In one of the keynote sessions at last months Cellular Telecommunications & Internet Association trade show, Boingo Wireless CEO Sky Dayton was explaining how his firm planned to knit together thousands of small 802.11b hot spots into a nationwide wireless Internet service network across which one could, for example, order books from Amazon from a local coffee shop.
Seizing on a segue opportunity between Boingo and the billing software product that CTIA subsidiary Cibernet Corp. markets, CTIA President Tom Wheeler remarked that, of course, Boingo would eventually want a piece of each such transaction. Dayton seemed poised to disagree (skimming cents off e-commerce transactions doesnt seem to be part of Boingos business plan) but the conversation moved on before he could address Wheelers comment.

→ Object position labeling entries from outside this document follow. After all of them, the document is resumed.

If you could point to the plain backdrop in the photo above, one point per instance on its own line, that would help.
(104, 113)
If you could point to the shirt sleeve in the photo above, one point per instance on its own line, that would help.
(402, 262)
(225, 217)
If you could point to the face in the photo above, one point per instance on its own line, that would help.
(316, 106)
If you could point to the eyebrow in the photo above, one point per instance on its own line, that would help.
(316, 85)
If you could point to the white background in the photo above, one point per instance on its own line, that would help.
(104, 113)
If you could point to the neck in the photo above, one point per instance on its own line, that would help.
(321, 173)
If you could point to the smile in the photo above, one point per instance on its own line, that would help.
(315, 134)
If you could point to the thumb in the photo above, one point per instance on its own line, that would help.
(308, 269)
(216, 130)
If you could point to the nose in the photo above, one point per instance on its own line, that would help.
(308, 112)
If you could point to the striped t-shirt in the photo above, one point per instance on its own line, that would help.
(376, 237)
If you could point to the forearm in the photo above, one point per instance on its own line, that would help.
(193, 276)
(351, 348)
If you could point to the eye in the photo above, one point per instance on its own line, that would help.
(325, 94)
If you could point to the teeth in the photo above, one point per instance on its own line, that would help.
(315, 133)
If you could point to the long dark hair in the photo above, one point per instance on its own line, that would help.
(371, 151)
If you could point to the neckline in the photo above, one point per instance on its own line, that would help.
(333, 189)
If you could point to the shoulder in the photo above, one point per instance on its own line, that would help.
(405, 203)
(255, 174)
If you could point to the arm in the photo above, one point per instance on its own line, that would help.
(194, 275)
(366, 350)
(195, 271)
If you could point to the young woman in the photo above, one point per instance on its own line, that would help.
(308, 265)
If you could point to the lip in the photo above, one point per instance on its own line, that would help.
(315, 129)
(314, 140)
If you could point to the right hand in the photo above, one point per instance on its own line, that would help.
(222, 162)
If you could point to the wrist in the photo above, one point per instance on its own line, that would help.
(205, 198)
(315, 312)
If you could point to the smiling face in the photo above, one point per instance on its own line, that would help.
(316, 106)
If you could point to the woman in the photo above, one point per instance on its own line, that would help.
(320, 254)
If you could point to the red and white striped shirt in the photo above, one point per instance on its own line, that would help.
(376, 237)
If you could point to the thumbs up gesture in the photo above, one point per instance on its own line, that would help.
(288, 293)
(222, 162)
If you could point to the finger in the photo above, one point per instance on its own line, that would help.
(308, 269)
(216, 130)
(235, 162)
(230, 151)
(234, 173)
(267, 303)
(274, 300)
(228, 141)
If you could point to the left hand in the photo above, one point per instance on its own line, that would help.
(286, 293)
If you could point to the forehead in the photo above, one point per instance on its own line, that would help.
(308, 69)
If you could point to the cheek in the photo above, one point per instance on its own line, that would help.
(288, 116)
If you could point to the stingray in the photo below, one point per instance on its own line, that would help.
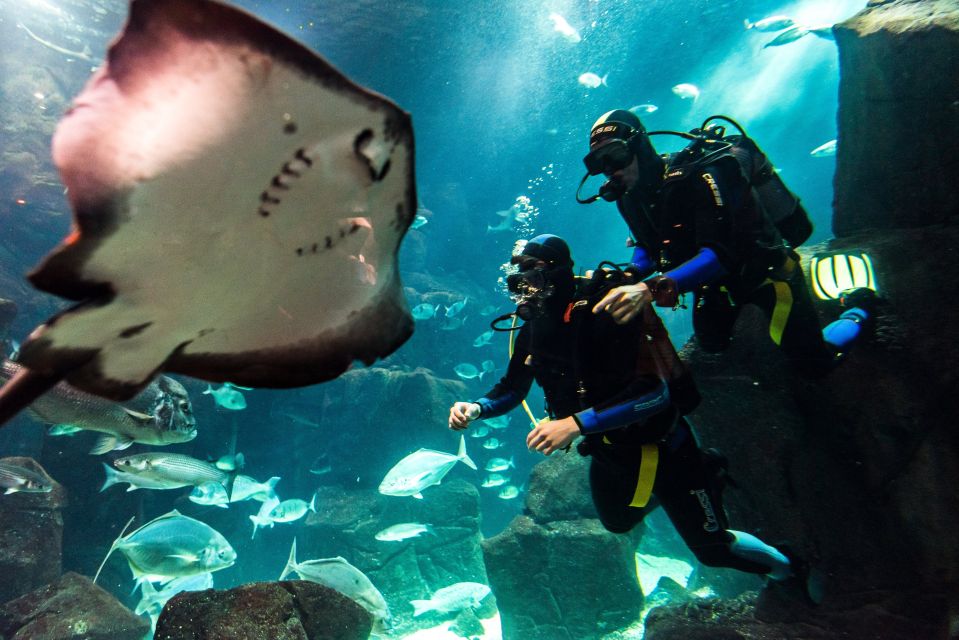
(238, 206)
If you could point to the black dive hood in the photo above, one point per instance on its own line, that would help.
(639, 146)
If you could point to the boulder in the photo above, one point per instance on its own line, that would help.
(31, 536)
(287, 610)
(568, 579)
(404, 570)
(897, 162)
(70, 608)
(559, 489)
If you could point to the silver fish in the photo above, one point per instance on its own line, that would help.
(772, 23)
(14, 478)
(466, 371)
(499, 464)
(789, 35)
(592, 80)
(153, 600)
(172, 546)
(493, 443)
(337, 573)
(403, 531)
(508, 492)
(499, 422)
(292, 510)
(135, 481)
(455, 597)
(63, 430)
(160, 414)
(456, 307)
(424, 311)
(422, 469)
(824, 150)
(262, 517)
(494, 480)
(227, 396)
(824, 31)
(175, 468)
(246, 488)
(210, 493)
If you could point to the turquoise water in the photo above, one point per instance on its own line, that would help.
(500, 117)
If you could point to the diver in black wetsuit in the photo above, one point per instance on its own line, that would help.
(623, 387)
(701, 227)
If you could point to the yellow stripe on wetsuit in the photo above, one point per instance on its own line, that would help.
(647, 475)
(784, 302)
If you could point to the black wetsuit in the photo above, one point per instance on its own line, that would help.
(602, 373)
(713, 207)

The remark is telling—rather than “just” sell access to the relatively application-agnostic Internet, the industry seems determined to more completely “own” its subscribers by confining them to carefully metered, walled gardens. Not only does this approach limit yet-uninvented future revenue streams for carriers, but it also represents a wasteful use of the wireless spectrum resources that the government allots to them.
A great example of short-sighted spectrum use is now brewing: Sirius Satellite Radio Inc., which operates a service for delivering satellite radio across the licensed 2.32GHz to 2.34GHz band, is lobbying the FCC to restrict devices in the neighboring unlicensed 2.4GHz band on the grounds that devices such as 802.11b access points might interfere with its service.
Which set of products and services stands to offer more in the way of future revenues and innovation—a satellite system capable of carrying radio programming from one of two providers (the other is XM Radio, or a wireless broadband system that could carry any sort of data, including streaming radio programs?
The Internet, and the wealth and opportunity that have sprung from it, have demonstrated for us the benefits that network flexibility can furnish. We all have an interest in maintaining openness across the airwaves, be they licensed or not.